NASA Preparing to Deflect Massive Asteroid From Earth Collision
NASA is preparing to deflect the massive asteroid, Bennu, currently set on an Earthbound trajectory for the year 2135. This potential Earth impactor is about 1,600 feet long and may require a nuclear blast to disrupt its course.
The likelihood of Bennu hitting our planet is a 1-in-2700 chance, but when it comes to an asteroid that size, those odds are a bit too close for comfort. In the event of an impact, Bennu, would slam into the planet with 80,000 times the force of the nuclear bomb dropped on Hiroshima.
Depending on where it strikes, Bennu would blow a crater over a mile into the Earth’s crust, causing mega-tsunamis, fires, and likely a nuclear winter. The chances of our species surviving would be slim.
NASA is working proactively to nudge Bennu on a different course, as it gets more difficult to do so, the longer we wait. In conjunction with the National Nuclear Security Administration, NASA is working on a project proposal called HAMMER, the Hypervelocity Asteroid Mitigation Mission, to prevent humanity from sharing the same demise as the dinosaurs.
HAMMER is ideal for knocking large asteroids off course, especially those with a short timeframe for impacting Earth. Sound like the premise of the 1998 Michael Bay blockbuster, Armageddon?
But HAMMER is still just a hypothetical mission, funding for it hasn’t been approved and the use of nuclear weapons is rightfully a sensitive proposition. Scientists must exercise caution when employing nuclear weapons to break up asteroids, as blasting the rock into a multitude of smaller, radioactive meteorites might pose a greater risk.
The alternative to a nuclear armed probe is an “impactor,” like the one NASA used in its 2005 Deep Impact mission that successfully collided with the Tempel 1 comet. An impactor would push the asteroid off course, but this solution is only feasible for smaller asteroids.

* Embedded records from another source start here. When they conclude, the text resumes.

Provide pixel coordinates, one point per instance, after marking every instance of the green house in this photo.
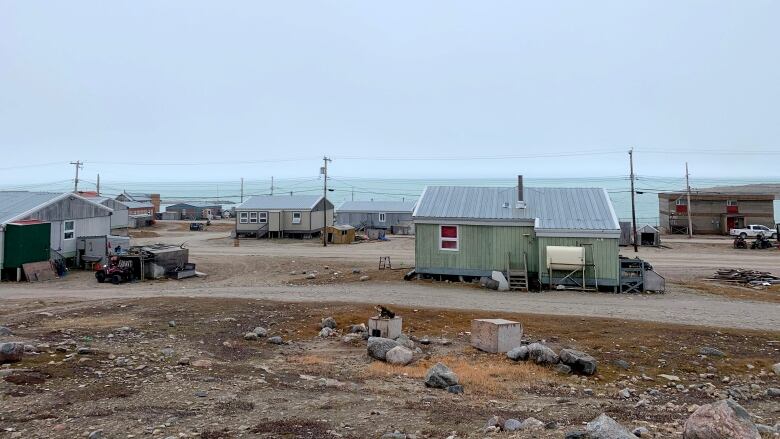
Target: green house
(473, 231)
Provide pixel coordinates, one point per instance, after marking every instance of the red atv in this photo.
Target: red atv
(116, 271)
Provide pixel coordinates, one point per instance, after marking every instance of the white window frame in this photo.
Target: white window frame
(66, 230)
(456, 239)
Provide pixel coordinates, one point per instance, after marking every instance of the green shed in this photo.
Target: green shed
(24, 242)
(473, 231)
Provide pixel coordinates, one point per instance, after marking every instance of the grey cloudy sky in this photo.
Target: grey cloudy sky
(215, 82)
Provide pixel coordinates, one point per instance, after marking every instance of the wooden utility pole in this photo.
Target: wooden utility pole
(633, 202)
(688, 207)
(79, 164)
(324, 172)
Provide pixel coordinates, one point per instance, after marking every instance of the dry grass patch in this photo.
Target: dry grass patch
(481, 374)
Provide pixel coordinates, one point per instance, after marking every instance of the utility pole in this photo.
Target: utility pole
(324, 172)
(688, 193)
(79, 164)
(633, 202)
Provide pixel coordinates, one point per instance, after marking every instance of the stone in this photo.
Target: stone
(711, 352)
(604, 427)
(11, 352)
(456, 389)
(496, 335)
(328, 322)
(512, 425)
(541, 354)
(399, 355)
(378, 347)
(440, 376)
(518, 353)
(621, 364)
(720, 420)
(579, 361)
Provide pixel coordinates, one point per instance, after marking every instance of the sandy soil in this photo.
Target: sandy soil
(130, 383)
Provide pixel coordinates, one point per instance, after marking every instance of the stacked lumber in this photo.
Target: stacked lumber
(744, 276)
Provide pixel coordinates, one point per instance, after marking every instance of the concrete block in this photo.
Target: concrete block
(383, 327)
(496, 335)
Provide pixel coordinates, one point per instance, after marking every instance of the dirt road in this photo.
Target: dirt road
(675, 307)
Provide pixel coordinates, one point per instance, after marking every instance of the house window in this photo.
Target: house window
(69, 231)
(448, 238)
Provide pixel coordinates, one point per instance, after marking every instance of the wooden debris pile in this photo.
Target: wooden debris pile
(753, 278)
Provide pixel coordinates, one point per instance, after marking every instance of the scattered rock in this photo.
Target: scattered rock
(512, 425)
(579, 361)
(11, 352)
(328, 322)
(722, 419)
(605, 427)
(541, 354)
(711, 352)
(399, 355)
(518, 353)
(440, 376)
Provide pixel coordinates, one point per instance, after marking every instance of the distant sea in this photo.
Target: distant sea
(345, 189)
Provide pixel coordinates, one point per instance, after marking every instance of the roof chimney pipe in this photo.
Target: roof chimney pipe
(520, 201)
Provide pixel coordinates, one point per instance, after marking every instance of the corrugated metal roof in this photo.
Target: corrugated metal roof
(15, 203)
(272, 202)
(377, 206)
(551, 208)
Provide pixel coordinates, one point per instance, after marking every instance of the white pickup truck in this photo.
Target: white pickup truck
(754, 230)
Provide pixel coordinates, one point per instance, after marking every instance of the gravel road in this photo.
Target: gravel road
(675, 307)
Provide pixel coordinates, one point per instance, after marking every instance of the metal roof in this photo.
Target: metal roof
(376, 206)
(282, 202)
(16, 204)
(549, 208)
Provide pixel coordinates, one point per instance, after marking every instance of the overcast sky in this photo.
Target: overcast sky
(216, 82)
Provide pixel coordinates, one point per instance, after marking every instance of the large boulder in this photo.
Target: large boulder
(578, 361)
(440, 376)
(541, 354)
(399, 355)
(720, 420)
(518, 353)
(11, 352)
(378, 347)
(605, 427)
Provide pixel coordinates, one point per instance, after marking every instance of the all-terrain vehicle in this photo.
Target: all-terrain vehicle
(116, 272)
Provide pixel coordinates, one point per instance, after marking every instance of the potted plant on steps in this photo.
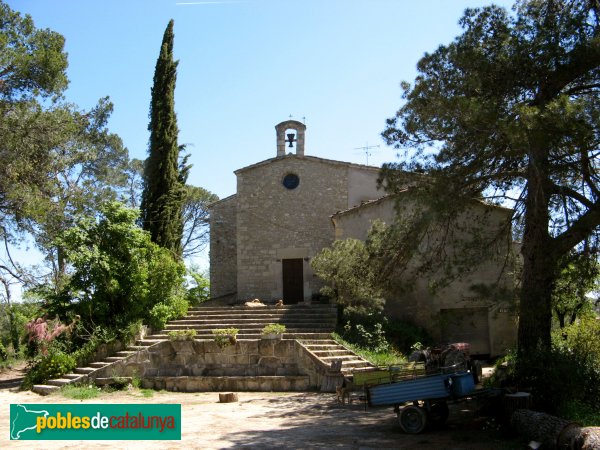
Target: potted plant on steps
(225, 336)
(273, 331)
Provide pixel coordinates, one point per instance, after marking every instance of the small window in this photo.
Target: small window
(291, 181)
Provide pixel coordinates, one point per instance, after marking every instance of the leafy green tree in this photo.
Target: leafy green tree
(118, 275)
(351, 279)
(57, 161)
(162, 198)
(509, 111)
(579, 275)
(198, 287)
(88, 166)
(32, 68)
(195, 219)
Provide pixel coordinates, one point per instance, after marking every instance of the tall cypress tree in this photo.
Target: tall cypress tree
(162, 198)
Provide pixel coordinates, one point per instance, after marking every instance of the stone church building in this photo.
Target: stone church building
(288, 208)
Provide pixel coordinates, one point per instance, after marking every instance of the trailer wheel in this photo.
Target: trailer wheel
(438, 414)
(412, 419)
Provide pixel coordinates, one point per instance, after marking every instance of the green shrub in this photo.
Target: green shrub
(53, 365)
(405, 335)
(564, 380)
(225, 336)
(80, 392)
(162, 312)
(182, 335)
(86, 353)
(274, 328)
(159, 315)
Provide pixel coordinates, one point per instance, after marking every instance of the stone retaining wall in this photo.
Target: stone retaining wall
(254, 384)
(203, 365)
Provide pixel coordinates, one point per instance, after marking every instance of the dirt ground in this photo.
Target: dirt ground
(271, 420)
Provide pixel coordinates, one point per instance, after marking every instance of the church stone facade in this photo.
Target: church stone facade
(288, 208)
(264, 236)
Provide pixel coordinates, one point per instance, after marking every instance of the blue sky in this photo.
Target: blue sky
(245, 66)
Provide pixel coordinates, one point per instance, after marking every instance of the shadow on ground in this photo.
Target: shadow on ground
(311, 422)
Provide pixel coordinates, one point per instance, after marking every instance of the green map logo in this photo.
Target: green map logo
(94, 421)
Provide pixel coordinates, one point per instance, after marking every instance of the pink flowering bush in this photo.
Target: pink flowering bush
(41, 332)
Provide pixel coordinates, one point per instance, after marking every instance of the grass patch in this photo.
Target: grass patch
(377, 358)
(582, 413)
(79, 392)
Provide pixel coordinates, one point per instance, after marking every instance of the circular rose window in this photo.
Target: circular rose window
(291, 181)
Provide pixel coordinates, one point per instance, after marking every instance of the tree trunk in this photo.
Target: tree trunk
(539, 262)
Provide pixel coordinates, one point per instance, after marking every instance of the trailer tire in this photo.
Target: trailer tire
(476, 370)
(412, 419)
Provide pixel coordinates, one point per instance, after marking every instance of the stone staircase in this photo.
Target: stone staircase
(310, 326)
(328, 350)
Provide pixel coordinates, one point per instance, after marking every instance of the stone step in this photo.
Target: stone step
(44, 389)
(257, 335)
(113, 380)
(136, 348)
(333, 353)
(320, 348)
(255, 319)
(112, 359)
(85, 370)
(265, 308)
(59, 381)
(98, 364)
(250, 327)
(126, 353)
(327, 341)
(204, 333)
(147, 342)
(229, 383)
(348, 357)
(262, 316)
(73, 376)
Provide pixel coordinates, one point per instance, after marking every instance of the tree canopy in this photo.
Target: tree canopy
(164, 181)
(510, 111)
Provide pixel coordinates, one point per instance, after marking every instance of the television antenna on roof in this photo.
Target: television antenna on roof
(367, 150)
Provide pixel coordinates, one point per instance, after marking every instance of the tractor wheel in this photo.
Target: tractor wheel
(412, 419)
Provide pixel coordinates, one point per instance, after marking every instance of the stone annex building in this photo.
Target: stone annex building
(290, 207)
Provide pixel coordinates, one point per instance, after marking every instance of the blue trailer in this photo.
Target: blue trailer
(427, 394)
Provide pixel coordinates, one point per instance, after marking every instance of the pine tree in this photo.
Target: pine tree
(162, 198)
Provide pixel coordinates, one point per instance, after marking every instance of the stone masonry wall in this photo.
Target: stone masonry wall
(422, 305)
(276, 223)
(223, 248)
(258, 363)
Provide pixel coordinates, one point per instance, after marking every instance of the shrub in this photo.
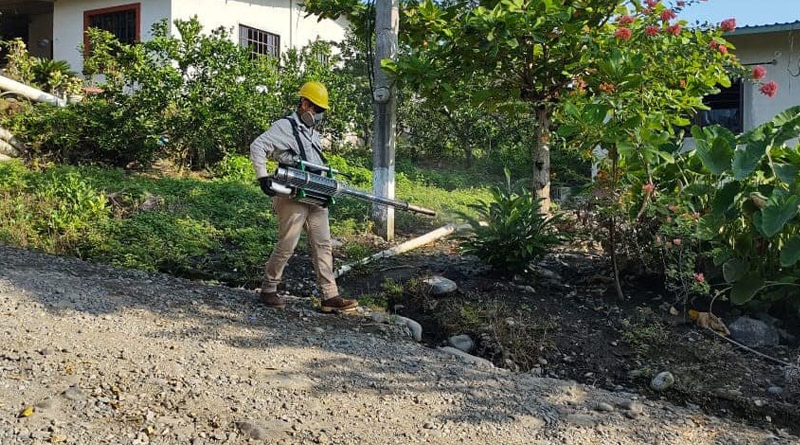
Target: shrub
(509, 232)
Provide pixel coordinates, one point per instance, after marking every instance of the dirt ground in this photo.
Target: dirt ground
(92, 354)
(580, 331)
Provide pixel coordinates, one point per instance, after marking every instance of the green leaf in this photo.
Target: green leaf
(790, 253)
(746, 288)
(734, 269)
(779, 210)
(745, 160)
(786, 172)
(724, 198)
(715, 148)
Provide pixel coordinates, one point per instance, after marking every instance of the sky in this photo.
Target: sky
(746, 12)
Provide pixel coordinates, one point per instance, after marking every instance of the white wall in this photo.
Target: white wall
(40, 28)
(68, 24)
(760, 48)
(282, 17)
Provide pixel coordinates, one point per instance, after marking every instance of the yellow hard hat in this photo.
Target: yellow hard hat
(316, 93)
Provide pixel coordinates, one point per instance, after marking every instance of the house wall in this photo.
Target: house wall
(282, 17)
(763, 48)
(40, 29)
(68, 24)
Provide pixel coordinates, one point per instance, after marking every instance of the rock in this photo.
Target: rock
(440, 286)
(413, 326)
(461, 342)
(604, 407)
(753, 333)
(775, 390)
(74, 393)
(466, 357)
(662, 381)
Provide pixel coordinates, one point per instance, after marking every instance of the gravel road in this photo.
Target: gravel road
(91, 354)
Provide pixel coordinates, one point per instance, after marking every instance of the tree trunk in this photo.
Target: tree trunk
(541, 157)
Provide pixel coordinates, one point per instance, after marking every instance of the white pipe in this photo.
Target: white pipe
(31, 93)
(404, 247)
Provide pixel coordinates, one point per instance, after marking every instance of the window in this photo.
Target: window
(122, 21)
(260, 42)
(726, 109)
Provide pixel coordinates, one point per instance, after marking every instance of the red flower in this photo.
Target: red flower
(728, 25)
(758, 72)
(769, 88)
(623, 33)
(625, 20)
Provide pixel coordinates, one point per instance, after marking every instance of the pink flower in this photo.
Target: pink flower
(758, 72)
(623, 33)
(728, 25)
(625, 20)
(769, 88)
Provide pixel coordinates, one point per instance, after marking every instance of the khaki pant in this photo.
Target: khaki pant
(293, 216)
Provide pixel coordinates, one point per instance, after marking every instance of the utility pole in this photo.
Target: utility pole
(387, 24)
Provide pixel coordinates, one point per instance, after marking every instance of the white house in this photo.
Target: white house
(743, 107)
(56, 28)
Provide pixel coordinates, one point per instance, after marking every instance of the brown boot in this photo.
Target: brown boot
(338, 304)
(271, 299)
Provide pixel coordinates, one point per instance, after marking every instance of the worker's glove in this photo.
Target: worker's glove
(266, 185)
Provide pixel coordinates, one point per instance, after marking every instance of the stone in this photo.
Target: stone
(414, 327)
(662, 381)
(775, 390)
(753, 333)
(461, 342)
(440, 286)
(466, 357)
(604, 407)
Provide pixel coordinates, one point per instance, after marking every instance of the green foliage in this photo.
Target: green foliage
(509, 232)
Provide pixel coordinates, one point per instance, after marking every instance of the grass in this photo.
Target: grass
(217, 228)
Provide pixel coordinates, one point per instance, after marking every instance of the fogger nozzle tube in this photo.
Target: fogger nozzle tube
(304, 183)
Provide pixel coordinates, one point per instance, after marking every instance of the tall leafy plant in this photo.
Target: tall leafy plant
(509, 232)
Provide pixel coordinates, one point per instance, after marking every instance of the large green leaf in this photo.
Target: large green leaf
(724, 198)
(747, 158)
(786, 172)
(790, 254)
(780, 209)
(715, 148)
(746, 288)
(734, 269)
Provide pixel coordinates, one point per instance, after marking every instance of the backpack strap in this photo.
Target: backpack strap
(300, 145)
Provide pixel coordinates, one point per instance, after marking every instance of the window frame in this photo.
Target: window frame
(88, 14)
(242, 40)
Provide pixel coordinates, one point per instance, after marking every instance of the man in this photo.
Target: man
(288, 141)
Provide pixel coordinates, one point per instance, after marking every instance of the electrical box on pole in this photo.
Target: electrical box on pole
(387, 24)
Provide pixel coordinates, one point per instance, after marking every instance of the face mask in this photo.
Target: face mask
(311, 119)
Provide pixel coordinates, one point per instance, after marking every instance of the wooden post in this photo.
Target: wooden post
(387, 23)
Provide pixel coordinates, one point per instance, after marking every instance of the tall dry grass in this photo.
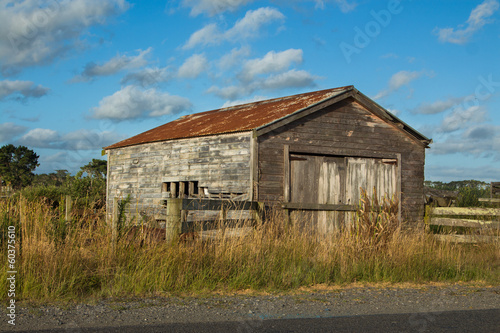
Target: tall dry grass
(76, 259)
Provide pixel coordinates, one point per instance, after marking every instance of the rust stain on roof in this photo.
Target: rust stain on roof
(232, 119)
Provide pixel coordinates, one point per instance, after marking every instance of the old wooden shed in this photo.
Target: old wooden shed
(312, 151)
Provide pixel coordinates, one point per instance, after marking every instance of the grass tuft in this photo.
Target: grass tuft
(71, 260)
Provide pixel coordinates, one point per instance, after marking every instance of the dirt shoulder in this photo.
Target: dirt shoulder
(425, 301)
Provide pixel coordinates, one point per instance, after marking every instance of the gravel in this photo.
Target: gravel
(422, 300)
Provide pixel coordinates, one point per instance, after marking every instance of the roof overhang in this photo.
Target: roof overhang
(362, 99)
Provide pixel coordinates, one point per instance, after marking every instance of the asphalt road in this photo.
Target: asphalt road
(449, 321)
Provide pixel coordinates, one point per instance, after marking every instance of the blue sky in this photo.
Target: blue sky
(78, 75)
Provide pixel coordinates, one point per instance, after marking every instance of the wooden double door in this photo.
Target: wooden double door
(321, 181)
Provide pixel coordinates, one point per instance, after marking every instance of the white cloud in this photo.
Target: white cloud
(247, 27)
(213, 7)
(148, 76)
(78, 140)
(439, 106)
(113, 66)
(21, 89)
(193, 66)
(133, 103)
(271, 72)
(230, 92)
(398, 80)
(272, 62)
(292, 78)
(34, 33)
(233, 58)
(477, 19)
(39, 138)
(8, 131)
(461, 118)
(207, 35)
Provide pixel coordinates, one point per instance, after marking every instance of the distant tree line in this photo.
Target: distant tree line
(468, 191)
(87, 187)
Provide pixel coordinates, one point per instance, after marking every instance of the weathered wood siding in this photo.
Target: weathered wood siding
(219, 163)
(344, 129)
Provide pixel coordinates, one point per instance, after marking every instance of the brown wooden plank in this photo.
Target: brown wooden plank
(315, 206)
(303, 113)
(469, 223)
(468, 238)
(465, 211)
(286, 173)
(214, 204)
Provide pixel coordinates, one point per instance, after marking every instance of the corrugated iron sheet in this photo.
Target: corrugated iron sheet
(232, 119)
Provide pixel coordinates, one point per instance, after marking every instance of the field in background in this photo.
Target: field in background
(65, 260)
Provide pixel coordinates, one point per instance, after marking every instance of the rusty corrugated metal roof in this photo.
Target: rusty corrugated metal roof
(237, 118)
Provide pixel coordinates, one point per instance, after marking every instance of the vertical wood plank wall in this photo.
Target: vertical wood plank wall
(344, 129)
(220, 163)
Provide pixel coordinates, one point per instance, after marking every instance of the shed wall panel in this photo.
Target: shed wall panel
(220, 163)
(344, 129)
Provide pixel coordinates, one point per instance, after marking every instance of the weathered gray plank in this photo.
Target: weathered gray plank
(465, 211)
(469, 223)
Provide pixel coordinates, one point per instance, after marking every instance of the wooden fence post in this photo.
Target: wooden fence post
(114, 220)
(68, 207)
(173, 224)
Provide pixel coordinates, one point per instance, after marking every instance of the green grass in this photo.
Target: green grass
(82, 263)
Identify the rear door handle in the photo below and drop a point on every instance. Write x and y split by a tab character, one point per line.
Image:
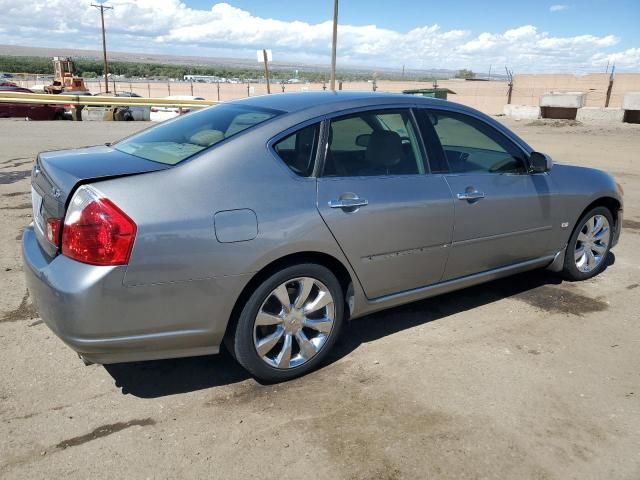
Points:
471	195
348	203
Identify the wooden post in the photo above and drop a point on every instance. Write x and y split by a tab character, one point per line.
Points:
266	70
610	87
334	45
510	91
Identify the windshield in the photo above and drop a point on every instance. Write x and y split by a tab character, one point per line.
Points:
174	141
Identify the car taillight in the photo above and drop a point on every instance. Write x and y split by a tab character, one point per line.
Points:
53	231
96	231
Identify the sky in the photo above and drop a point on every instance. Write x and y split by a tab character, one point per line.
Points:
572	36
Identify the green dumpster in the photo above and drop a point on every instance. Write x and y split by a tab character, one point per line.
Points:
430	92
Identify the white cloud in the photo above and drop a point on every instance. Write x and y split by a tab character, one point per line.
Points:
169	26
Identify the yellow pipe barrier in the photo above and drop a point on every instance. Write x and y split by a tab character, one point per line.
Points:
55	99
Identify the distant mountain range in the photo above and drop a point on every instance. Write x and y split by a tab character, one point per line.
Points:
17	50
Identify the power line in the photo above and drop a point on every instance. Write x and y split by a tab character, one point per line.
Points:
102	8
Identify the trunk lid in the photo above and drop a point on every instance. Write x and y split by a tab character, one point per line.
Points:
56	174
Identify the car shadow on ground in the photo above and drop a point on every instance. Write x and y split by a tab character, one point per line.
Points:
169	377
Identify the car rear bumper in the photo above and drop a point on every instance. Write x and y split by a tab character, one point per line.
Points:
91	310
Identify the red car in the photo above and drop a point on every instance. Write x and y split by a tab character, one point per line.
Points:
28	110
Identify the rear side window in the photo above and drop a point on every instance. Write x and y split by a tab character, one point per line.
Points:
298	150
472	146
176	140
373	143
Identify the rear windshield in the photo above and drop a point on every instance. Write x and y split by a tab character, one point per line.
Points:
176	140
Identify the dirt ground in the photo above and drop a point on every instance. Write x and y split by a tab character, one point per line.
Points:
528	377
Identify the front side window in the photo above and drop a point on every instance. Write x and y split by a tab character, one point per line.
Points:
298	150
176	140
471	146
373	143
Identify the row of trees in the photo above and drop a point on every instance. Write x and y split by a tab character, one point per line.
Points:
89	68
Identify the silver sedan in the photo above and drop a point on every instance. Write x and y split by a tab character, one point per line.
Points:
263	224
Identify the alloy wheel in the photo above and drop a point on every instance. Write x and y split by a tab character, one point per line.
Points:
294	323
592	243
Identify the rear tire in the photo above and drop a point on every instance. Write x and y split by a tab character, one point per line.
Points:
289	323
589	245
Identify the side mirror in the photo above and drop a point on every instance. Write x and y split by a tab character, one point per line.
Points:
362	140
539	162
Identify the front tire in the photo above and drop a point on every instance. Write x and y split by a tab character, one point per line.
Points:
589	245
289	323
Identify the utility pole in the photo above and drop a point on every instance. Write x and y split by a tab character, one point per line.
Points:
510	91
333	46
610	87
102	8
266	69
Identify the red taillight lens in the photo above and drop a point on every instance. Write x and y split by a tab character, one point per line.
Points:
96	231
53	231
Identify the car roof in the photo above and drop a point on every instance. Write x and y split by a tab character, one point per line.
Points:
295	102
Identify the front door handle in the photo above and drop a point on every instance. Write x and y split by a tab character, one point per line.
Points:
348	203
475	195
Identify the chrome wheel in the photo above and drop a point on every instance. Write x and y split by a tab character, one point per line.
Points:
294	323
592	243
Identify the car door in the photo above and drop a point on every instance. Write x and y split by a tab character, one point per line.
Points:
392	219
502	212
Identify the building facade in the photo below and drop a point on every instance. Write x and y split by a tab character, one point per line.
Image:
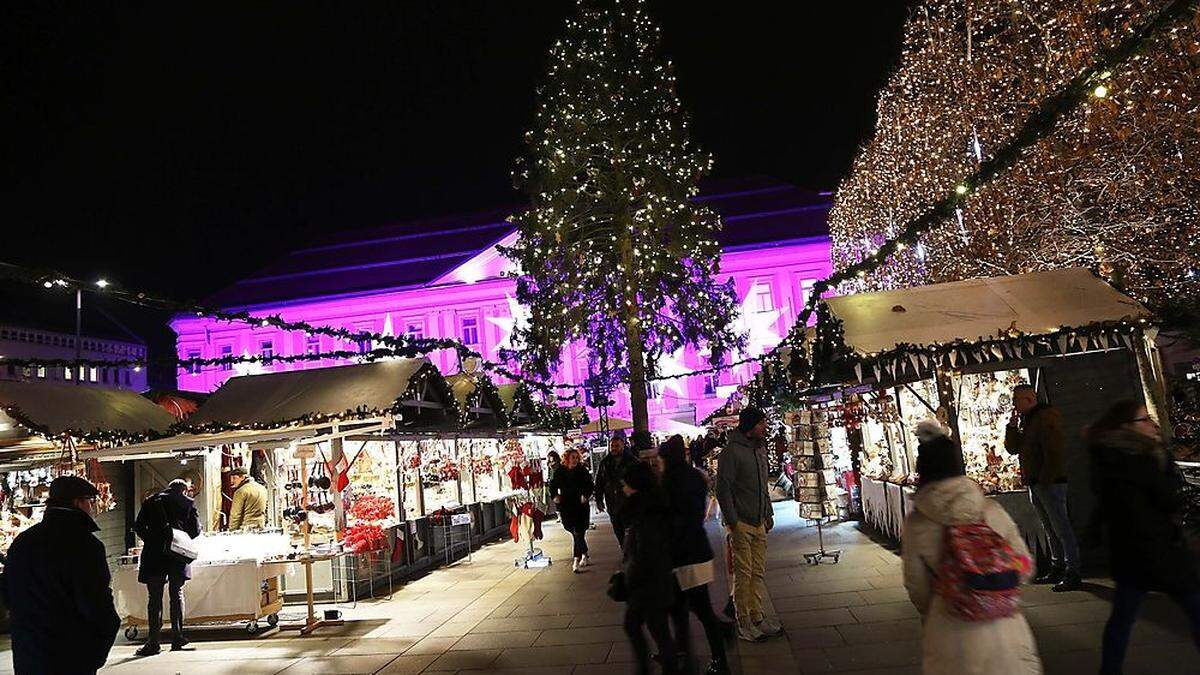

In Sept. 2016, NASA deployed the probe, OSIRIS-Rex, to land on the surface of Bennu to collect and return samples to Earth for further study. The probe is scheduled to reach Bennu in August of this year and return to Earth in 2023.
Though Bennu may not hit us for another century or more, planning to mitigate its impact now could save future generations from having to deal with a potential catastrophe at the last minute. Though astrophysicists warn that we face a greater threat from impact by unseen objects.
The interstellar asteroid, Oumuamua, had a similar width as Bennu and wasn’t picked up on our radar until it was already on its way out of the solar system. The Chelyabinsk meteor also snuck under the radar, exploding in Earth’s lower atmosphere in 2013. The meteor exploded before it hit the ground and still injured 1,500 people.
NASA's Curiosity Rover May Have Found Fossils on Mars
For years, theorists have suggested that Mars once contained the necessary requirements to support life. Now, NASA’s Curiosity rover may have finally found indication of this from images showing what appear to be fossilized microbial structures.
Over the past five and a half years, NASA’s Curiosity rover has been mapping and imaging the Martian surface to gain more insight on the dusty planet. In addition to snapping pictures, the nomadic vehicle has been searching for signs of water, while also determining the viability for human colonization.
Scientists know that water once flowed on Mars and have been on a quest to discover whether it still does to this day. Aside from ice caps on the Martian poles, evidence of water in Mars’ past can be seen in dried lake beds, gullies, and what was once a large ocean in the planet’s topography.
In recent images of the Gillespie Lake outcrop, in the Yellowknife Bay area, Curiosity sent back pictures of small stick-like formations in a segment of sedimentary rock. To the untrained eye these formations might not appear to be much, but to a microbiologist who has studied microbially induced sedimentary structures (MISS), the pictures seem to have some profound implications.
Nora Noffke of Old Dominion University in Virgina meticulously compared the photo to instances of MISS on Earth and published a paper that has intrigued scientists at NASA. Though she’s hesitant to make any definitive claims, her paper provides some of the best evidence to date for indications of past lifeforms.
The stick-shaped markings aren’t actually considered to be fossils of microorganisms themselves, but rather fossils of their imprints.
Some have contested that these tubular markings are more likely crystals, rather than the footprint of microorganisms. In either case, the finding shows that the area once consisted of a body of water that had the elements needed to support life.
NASA is planning on sending another rover to Mars in 2020 that is nearly identical to Curiosity, with the goal of strictly searching for signs of previous life. Once collected, samples will be sent back to Earth from a small rocket deployed from the rover.
Scientists have recently found other signs of life on the red planet, including fluctuating levels of methane in the atmosphere. Some have proposed the idea that this gas may be coming from life below the surface.
On Earth, methane is produced from bacteria, primarily in the stomachs of animals and humans. Could there be bacteria, or life containing bacteria, producing that methane below the Martian surface?